It wasn't working with Marilyn Monroe or Clark Gable or even Montgomery Clift. It was the hot coffee, always fresh. The year was 1960 and Jim Gavin was a pilot in his 20s flying a turbine Bell helicopter for the U.S. Forestry Service.
"I was flying under contract," he recalls. "It was basically their aircraft four months out of the year. We did lookouts and transported firefighters near the fires." The company filming The Misfits had booked another helicopter to shoot an aerial sequence: a mustang herd galloping in the desert near Reno, Nevada. The trouble lay with the helicopter they'd rented: The normally aspirated machine couldn't lift the motion picture camera at Reno's altitude, about one mile above sea level. So the film's producers were in a panic — until they heard about Gavin's turbine Bell. They asked the Forestry Service to let him fly the scene, and the service said he could — provided Gavin flew before 10 a.m.
"I didn't have a clue who the producer and director were, but everybody had a kind of glow and they always had fresh coffee sitting around and caterers," Gavin says. "It was a contrast to the Forestry Service. I thought, 'I'd like to do this.'"
The producers and directors liked him, too — for one reason. The rotor blades on other helicopters they'd used had been built from wood and fiberglass, and that translated into an extra-bumpy flight — which meant extra-bumpy-looking film work. But Gavin's helicopter had rotor blades of metal. It — and Gavin — flew with a smoothness that director John Huston had never seen before. Gavin's helicopter was a turbine, which meant it could lift more. And he was such a nice guy.
"Gee whiz," Huston said, "I wish you were in L.A. so we could do business with you."
"Hey, I'm from there," Gavin said.
And so a stunt pilot was born.
Gavin had earned his certificate a few years earlier, at age 18, but he first flew earlier than that. "The thing that got me flying was at the start of World War II [when] my father took me for a birthday ride," he recalls. "I got on a DC-3 airliner in L.A. and flew down to San Diego to spend the day at the zoo." As part of the trip the crew let him go up into the cockpit. That hooked him.
Since the filming of The Misfits he's piloted a lot of airplanes, from a Ford Tri-motor to a Learjet to a North American B-25 to a Douglas AD-4. He's flown tons of hours before and behind the camera. His favorite movies — well, you've probably forgotten them by now. There was Airport '75, where he flew a helicopter alongside a Boeing 747 and actually put a stunt guy down next to the cockpit. In 1983's Blue Thunder he put a helicopter down in the city streets. Then there was 1972's made-for-television movie Birds of Prey. "It was a God-awful story but the flying was exceptional," he says. "It set the tone for all helicopter movies." The flying was phenomenal — two helicopters dogfighting inside an aircraft hangar. "It was more like a dance sequence," Gavin says. Then there was White Knights, a 1985 flick that features a full-size Boeing 707 crashing into the ground. "That was the only time it will be done on that scale," Gavin laments. "Now they will do it computer-generated for twice the money."

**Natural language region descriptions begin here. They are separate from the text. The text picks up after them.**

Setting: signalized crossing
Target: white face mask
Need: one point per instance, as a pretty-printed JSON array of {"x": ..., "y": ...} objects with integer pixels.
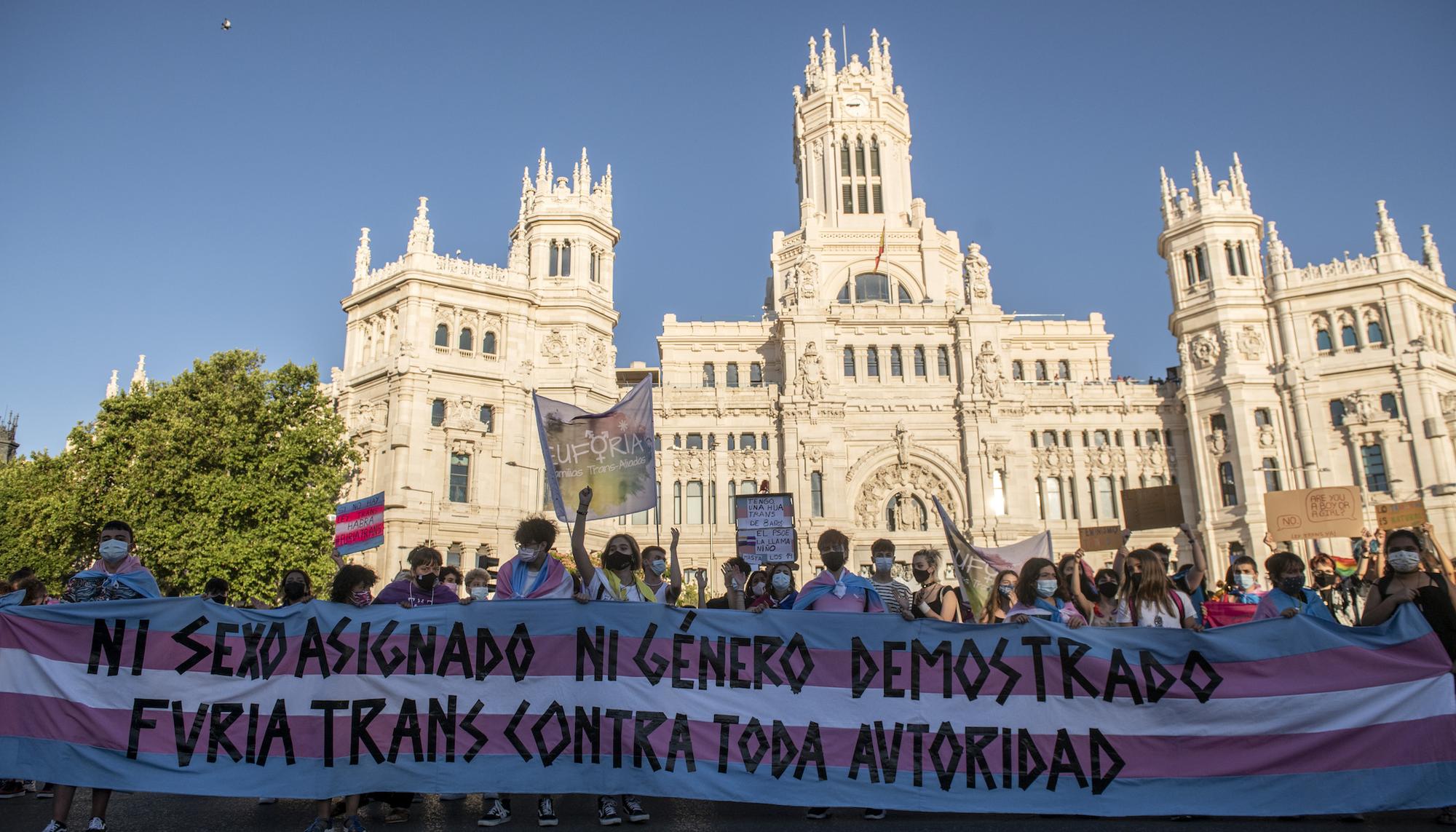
[
  {"x": 1404, "y": 559},
  {"x": 114, "y": 550}
]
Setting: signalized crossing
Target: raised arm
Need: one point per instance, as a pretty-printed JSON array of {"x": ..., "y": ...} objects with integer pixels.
[
  {"x": 579, "y": 542},
  {"x": 1200, "y": 563}
]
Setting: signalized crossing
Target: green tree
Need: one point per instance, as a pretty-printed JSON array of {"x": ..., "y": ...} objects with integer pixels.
[{"x": 228, "y": 470}]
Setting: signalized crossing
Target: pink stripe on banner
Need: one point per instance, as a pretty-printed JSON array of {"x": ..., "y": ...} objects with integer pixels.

He's no longer soliciting business and works only when he wants to. Still, he'll fly any day for Clint Eastwood or Mel Gibson "because they're real people." Gavin and fellow motion picture pilot Steve Hoskings taught Eastwood to fly helicopters a few years ago, and recently Gavin piloted one of the napalm-spewing Douglas Skyraiders in Gibson's film We Were Soldiers. The year before, he flew three airplanes in the movie Pearl Harbor: a Kate, a Val, and the lead B-25 from the aircraft carrier USS Constellation (dressed up to be the USS Hornet). "The Connie was an easy 40 knots across the deck," he says. "I had to hold the airplane on the deck to keep it down."
Gavin lives in his home near San Diego with his wife of 35 years, K.C., and takes care of his show horses. He is deeply involved in The Motion Picture Pilots Association and its mission of safety, high aviation standards, and better business practices. Movie pilots started the MPPA five years ago, with Gavin as its first president. "During the first meeting, I got up to go to the john and when I came back I was president," he says. Today he's the executive director. "It's been a highlight of my career," Gavin says. For someone who's been in the movies for 42 years — the most experienced film pilot to date — that's saying something.